Como havia prometido, fiquei pra pensar em qual seria a mensagem que Caetano queria passar na Diferentemente no trecho que em que ele afirma não acreditar em D-us. Creio que D-us ali seja o amor, já que a música parece ser mais uma dessas que tratam de relacionamento.

Mas pra falar a verdade não estou muito afim de falar de coisas passadas. Nem dos últimos dois dias que não postei pois por mais que minha cabeça tenha ficado presa na preocupação de postar, não me sinto tão a vontade assim para querer postar.

Nesse tempo sem postar pensei em fazer um texto sobre como acho ridículo essa coisa da tv comandar a vida do povo.
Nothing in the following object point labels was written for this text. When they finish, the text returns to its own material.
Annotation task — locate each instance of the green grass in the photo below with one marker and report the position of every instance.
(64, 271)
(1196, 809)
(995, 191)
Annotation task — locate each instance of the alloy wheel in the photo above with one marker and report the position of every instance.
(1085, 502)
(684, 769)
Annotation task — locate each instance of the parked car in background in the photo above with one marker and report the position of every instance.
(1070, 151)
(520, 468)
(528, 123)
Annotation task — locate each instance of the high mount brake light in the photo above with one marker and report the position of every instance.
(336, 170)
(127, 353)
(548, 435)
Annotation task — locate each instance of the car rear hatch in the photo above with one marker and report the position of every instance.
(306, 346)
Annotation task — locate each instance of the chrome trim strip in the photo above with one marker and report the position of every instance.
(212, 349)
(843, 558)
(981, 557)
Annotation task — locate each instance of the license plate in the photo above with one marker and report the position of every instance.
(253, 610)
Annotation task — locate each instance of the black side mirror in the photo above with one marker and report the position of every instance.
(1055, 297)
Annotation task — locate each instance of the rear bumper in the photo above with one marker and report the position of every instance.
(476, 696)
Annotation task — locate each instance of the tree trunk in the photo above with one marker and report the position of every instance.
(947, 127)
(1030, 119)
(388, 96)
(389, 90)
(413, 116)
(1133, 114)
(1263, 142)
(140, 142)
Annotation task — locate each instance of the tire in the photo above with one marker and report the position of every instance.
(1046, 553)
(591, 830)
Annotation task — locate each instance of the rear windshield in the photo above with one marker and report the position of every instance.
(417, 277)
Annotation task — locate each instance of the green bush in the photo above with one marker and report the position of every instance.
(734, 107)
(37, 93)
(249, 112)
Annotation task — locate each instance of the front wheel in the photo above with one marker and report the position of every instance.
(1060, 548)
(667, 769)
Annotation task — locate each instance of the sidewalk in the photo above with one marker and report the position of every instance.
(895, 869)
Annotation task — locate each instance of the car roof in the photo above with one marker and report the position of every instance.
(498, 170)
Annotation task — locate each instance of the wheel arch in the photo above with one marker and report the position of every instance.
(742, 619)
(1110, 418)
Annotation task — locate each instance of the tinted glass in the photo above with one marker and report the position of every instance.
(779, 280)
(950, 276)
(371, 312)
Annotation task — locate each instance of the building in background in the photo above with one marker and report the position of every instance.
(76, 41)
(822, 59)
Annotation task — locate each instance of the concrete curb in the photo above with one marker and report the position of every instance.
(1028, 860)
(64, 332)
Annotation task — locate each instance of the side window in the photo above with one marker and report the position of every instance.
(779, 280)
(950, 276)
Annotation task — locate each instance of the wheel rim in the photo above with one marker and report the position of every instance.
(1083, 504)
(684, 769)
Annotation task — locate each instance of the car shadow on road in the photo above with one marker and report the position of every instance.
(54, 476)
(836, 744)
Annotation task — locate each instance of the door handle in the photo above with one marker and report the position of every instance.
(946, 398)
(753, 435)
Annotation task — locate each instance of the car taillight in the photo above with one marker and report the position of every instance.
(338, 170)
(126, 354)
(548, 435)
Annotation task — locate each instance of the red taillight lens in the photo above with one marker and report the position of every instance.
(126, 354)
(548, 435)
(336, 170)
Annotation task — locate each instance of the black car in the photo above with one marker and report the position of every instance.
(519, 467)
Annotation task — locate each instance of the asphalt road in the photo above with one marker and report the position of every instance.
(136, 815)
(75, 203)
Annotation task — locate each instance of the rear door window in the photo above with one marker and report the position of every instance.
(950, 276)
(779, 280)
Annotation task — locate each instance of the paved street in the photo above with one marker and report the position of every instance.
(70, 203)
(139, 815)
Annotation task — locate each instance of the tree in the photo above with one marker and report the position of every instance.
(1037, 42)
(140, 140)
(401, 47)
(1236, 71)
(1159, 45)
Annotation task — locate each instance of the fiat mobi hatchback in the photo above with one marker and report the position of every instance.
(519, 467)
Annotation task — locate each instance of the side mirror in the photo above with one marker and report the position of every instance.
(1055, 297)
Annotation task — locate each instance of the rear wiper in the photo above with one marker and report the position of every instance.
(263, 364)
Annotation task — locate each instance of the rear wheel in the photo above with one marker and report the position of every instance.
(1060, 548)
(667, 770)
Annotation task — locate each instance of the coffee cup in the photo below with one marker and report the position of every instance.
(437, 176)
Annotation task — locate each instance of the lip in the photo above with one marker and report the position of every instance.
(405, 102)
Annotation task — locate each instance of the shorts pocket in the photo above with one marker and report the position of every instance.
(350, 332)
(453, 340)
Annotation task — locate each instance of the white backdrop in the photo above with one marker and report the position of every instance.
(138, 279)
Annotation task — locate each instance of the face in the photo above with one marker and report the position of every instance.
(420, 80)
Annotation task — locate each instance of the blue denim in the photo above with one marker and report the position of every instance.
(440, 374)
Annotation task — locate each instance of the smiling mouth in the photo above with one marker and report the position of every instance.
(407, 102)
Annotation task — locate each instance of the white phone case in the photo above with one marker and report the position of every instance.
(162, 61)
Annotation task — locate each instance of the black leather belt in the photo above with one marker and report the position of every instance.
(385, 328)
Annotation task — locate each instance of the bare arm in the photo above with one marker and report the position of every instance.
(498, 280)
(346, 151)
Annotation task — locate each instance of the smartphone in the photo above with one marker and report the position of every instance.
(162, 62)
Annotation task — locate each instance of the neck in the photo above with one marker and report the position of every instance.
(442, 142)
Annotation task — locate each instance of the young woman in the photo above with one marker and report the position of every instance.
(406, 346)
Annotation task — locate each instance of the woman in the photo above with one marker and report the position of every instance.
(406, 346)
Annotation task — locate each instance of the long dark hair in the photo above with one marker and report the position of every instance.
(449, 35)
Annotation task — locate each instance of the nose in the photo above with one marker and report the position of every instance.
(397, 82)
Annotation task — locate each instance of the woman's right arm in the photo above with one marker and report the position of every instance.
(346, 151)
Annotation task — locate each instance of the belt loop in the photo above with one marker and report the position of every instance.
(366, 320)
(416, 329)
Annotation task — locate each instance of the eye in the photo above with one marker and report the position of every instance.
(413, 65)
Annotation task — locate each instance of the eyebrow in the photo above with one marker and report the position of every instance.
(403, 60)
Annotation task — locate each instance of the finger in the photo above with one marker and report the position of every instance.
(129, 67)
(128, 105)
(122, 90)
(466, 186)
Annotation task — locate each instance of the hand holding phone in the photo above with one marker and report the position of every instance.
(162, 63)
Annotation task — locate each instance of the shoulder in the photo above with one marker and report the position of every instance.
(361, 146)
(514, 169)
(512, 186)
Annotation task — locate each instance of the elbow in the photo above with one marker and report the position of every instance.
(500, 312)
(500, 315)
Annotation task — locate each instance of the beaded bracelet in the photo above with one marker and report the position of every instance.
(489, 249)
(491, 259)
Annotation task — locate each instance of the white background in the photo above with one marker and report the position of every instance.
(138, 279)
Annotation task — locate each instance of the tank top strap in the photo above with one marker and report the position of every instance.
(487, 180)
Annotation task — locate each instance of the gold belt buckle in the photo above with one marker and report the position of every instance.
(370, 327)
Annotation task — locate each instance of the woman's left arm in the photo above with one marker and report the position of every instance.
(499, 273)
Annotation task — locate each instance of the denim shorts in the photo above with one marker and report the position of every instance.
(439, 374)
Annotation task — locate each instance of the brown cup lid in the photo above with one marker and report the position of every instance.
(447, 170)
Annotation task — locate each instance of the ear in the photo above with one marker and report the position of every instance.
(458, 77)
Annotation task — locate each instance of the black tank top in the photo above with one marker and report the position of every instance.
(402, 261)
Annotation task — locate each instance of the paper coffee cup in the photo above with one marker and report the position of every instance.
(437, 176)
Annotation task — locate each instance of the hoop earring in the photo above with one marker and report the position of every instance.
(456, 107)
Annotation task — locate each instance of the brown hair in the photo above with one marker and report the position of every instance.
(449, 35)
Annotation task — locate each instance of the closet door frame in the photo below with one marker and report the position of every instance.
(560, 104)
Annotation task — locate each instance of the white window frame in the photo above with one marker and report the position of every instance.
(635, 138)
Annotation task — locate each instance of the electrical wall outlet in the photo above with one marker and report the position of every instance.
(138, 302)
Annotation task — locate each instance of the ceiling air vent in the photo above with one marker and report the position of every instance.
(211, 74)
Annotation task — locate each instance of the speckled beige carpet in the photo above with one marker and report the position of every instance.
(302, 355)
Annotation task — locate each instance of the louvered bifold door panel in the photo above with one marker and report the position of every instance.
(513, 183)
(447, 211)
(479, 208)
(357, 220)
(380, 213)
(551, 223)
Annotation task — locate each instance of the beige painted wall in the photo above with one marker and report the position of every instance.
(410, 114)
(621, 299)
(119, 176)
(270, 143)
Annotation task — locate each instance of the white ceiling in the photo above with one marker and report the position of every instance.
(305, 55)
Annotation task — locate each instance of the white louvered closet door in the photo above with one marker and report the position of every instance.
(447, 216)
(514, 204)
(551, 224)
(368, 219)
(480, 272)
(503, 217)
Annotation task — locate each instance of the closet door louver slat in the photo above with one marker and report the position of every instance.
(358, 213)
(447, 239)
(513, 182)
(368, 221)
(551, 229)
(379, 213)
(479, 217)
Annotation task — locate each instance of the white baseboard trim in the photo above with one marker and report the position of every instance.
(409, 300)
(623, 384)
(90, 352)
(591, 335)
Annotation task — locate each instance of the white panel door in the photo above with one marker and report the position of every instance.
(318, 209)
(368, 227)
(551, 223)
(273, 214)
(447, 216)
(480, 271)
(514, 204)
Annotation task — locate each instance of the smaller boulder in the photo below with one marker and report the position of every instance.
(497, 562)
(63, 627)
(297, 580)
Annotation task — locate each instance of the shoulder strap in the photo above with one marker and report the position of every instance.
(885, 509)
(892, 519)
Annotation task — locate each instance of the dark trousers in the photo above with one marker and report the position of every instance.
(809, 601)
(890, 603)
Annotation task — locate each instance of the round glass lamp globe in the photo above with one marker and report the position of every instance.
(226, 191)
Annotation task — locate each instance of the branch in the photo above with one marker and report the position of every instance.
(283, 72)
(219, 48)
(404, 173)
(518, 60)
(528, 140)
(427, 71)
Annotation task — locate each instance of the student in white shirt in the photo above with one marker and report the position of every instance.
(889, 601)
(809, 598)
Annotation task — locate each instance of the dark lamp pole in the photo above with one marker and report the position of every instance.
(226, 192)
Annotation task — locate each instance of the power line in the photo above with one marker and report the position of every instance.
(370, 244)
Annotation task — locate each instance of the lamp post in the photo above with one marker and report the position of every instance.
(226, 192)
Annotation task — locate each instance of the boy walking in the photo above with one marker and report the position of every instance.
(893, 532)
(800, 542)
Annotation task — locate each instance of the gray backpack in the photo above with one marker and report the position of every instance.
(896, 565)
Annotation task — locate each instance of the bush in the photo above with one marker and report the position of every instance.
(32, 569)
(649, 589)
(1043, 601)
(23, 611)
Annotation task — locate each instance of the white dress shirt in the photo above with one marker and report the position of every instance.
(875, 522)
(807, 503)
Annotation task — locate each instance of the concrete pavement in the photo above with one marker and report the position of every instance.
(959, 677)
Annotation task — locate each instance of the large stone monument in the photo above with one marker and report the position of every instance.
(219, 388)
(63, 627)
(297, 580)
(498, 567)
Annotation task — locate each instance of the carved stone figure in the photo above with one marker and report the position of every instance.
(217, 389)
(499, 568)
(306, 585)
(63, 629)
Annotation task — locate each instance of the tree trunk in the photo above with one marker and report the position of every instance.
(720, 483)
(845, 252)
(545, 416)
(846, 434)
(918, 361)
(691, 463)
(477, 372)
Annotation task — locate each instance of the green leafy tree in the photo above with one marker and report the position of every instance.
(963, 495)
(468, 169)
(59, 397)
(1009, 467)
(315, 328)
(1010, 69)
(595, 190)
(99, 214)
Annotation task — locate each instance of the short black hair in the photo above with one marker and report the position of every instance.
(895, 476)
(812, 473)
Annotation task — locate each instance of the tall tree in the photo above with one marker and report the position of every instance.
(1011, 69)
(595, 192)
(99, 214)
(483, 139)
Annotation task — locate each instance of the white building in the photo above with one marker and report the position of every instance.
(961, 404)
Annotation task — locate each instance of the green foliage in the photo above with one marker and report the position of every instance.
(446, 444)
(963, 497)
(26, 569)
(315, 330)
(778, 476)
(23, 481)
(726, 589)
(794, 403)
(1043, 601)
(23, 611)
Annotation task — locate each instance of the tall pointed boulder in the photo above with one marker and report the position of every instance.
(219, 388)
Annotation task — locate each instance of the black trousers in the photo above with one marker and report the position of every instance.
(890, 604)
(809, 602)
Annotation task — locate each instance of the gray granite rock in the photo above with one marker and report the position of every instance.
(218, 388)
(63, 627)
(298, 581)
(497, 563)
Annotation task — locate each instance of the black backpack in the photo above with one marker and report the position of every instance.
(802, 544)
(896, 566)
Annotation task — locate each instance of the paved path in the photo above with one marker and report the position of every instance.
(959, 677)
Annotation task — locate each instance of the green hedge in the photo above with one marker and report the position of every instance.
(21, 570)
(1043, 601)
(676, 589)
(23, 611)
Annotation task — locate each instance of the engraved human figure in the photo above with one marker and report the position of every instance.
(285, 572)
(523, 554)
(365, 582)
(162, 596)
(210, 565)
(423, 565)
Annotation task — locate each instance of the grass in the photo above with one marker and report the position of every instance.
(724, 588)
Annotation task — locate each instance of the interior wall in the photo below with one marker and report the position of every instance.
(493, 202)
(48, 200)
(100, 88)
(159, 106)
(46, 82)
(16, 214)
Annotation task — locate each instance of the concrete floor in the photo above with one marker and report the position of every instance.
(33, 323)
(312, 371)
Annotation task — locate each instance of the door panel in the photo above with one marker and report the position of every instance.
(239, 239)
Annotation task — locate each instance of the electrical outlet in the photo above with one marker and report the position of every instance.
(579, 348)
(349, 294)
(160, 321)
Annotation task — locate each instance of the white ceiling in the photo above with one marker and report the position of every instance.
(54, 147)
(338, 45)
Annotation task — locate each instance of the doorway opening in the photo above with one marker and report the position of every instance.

Não sei porque mas depois que passei pela faculdade tomei um birra de tv que não tem tamanho. Sempre quando estou com a Déb, nos fins de semana, e nos rendemos aos programas dominicais noturnos vivo criticando a liberdade com que os programas de tv interferem na vida das pessoas. E acho mais engraçado como as pessoas permitem isso.

Parece mais um código de aceitação social. Não entendo. A que ponto chegamos. Ontem mesmo parei pra ver o fantástico. Tinha um quadro que não me lembro bem o nome, mas parece ser a liga das mulheres. Algo do tipo. Como não venho acompanhando, não sei se o problema em questão no dia vinha sendo discutidos há muito tempo. Mas que para mim era o fim da picada, era.

Um grupo de mulheres, entre elas uma que identifiquei como terapeuta familiar, via por uma tv, liderada por uma jornalista, o dia a dia de uma família composta por um marido bundão, uma madrasta pulso firme e uma adolescente que se preocupa mais com o numero de amigos que ela tem no orkut do que com a faxina da casa.

O objetivo desse bando de mulher era tornar mais amigável o relacionamento entre a madrasta e a menina. Conversa vai, conversa vem e quando menos espero uma das mulheres do bando estava na casa da família quase que mandando a menina fazer as coisas. Num tom que fiquei de cara. E a menina, claro, intimidada ora por estar na frente das câmeras ou sei lá mais o que, fazia toda sem graça o que a mulher pedia. Até dar abraço na madrasta. Absurdo!

Meus pais são separados e meu convívio com minha madrasta é totalmente normal. Só não trocamos receitas pois ainda não tive tempo de sentar e anotar como ela faz o sorvete caseiro e nem passei a receita da pizza que faço. Não nos abraçamos, não nos tocamos. Somos duas pessoas normais sem a intromissão da mídia. De onde veio isso? Da minha educação vamos dizer assim ‘’de berço’’.

Minha mãe, que foi traída por meu pai, nunca falou para eu ter raiva da minha madrasta nem nada. Nesse ponto creio que ao contrario de muita gente que se separa por ai, minha mãe foi muito forte. ‘’Não é porque estou com raiva de fulano que você tem que estar também’’, ela sempre dizia. E é assim até hoje.

Acho ridículo ver programas em que o povo manda carta para que um casal que entende de moda esculachar a pessoa em cadeia nacional jogando suas roupas dentro de uma cesta de lixo em troca de 10 mil reais para comprar novas. Acho podre programas que entram na casa de cidadãos comuns e fazem a maior ‘’revolução’’, deixando na mãos de pessoas como eu e você, que nada conhecemos daquela família, decidirmos se a família beltrano deve ou não economizar na carne, ou reciclar o lixo ou cortar os gastos com o lazer. Como assim?

Mas o que acho mais ridículo mesmo são as famílias que permitem tal coisa. Como elas podem se rebaixar a tal ponto? Deixam de ser indivíduos e passam a ser produtos da mídia. E ainda tem gente que fala que a mídia não obriga ninguém a nada, que isso é uma forma de acabar com essa via de mão única que se tornou a comunicação de massa. Ah, por favor né.

Mas não há nada a se fazer. Afinal, sou um em meio a muitos que pensa assim. Como forma de protesto resolvi parar de ver canais abertos de tv. Só vejo seriados norte americanos. Sim, os enlatados. Minha única forma de entretenimento. E mesmo assim eu não vejo pela tv. Baixo tudo pela Internet.